Ce souci de la liturgie explique t-il la réintégration dans le diocèse de Bordeaux d’un groupuscule intégriste sous le nom de l’Institut du Bon Pasteur ?
Cette décision, qui date du 8 septembre dernier, a fait beaucoup de bruit. Mgr Ricard a du mal à faire accepter cela à son clergé et à son diocèse. Le siège de cette société dite apostolique et de droit pontifical n’a de compte à rendre qu’à Rome pour ses questions internes, mais dans l’exercice de son ministère elle relève de l’évêque du lieu. Mgr Ricard appelle donc ses diocésains à être accueillants et à avoir en même temps le souci de la charité et de la vérité. Il est vrai que Benoît XVI prend à rebrousse-poil un certain nombre de catholiques, aussi bien dans le clergé que parmi les fidèles.
Dans la lignée de cette décision, il faut s’attendre, on ne sait encore sous quelle forme ni à quelle échéance, à la réintroduction du rite de saint Pie V, le rite du concile de Trente. Ce rite serait réintroduit comme rite extraordinaire à côté de celui de Vatican II. Tout prêtre qui voudrait célébrer ce rite pourrait le faire sans autorisation spécifique de l’évêque. Aujourd’hui, célébrer selon le rite de saint Pie V est strictement réglementé. Les nouvelles dispositions que Benoît XVI aimerait rendre publiques, d’ici Noël sans doute, diraient que tout prêtre peut célébrer cette messe et que toute communauté y a droit.
Cette décision aura t-elle des conséquences sur la vie des communautés chrétiennes ?
On peut s’attendre à des tensions et il s’agira de voir comment ne pas faire éclater les communautés. Cette disposition instaure le bi-ritualisme dans l’Eglise catholique, ce qui n’est jamais très bon car cela instaure deux Eglises dans une. Cela aura en outre un gros impact dans des pays où il y a des communautés traditionalistes assez fortes : la France mais aussi l’Allemagne, la Suisse, la Belgique, l’Espagne, les Etats-Unis et une partie de l’Amérique Latine. Même si les groupes ne sont pas nombreux, ils sont agissants et savent faire du bruit. Ils vont crier victoire. Mais, encore une fois, il faut attendre quelle forme cette décision prendra.

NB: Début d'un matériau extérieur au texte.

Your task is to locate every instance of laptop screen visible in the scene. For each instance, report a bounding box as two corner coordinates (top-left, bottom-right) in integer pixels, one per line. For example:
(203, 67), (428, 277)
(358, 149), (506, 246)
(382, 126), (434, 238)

Cette décision, si elle intervient, vous inquiète t-elle ?
Ce qui met mal à l’aise c’est que Benoît XVI conserve la même hantise que lorsqu’il était cardinal. Est ce vraiment en tant que pape , en ayant le souci de la communion dans l’Eglise, qu’il va promulguer une telle « réforme de la réforme » ? Va t-il agir en tant que théologien ou en tant que pasteur ? J’aimerais être sûr que la décision qu’il prendra soit dépassionnée et propre à ne pas raviver les passions dans l’Eglise. Autrement dit à ne pas faire plus de mal que de bien. Je nourris quelques craintes à ce sujet là.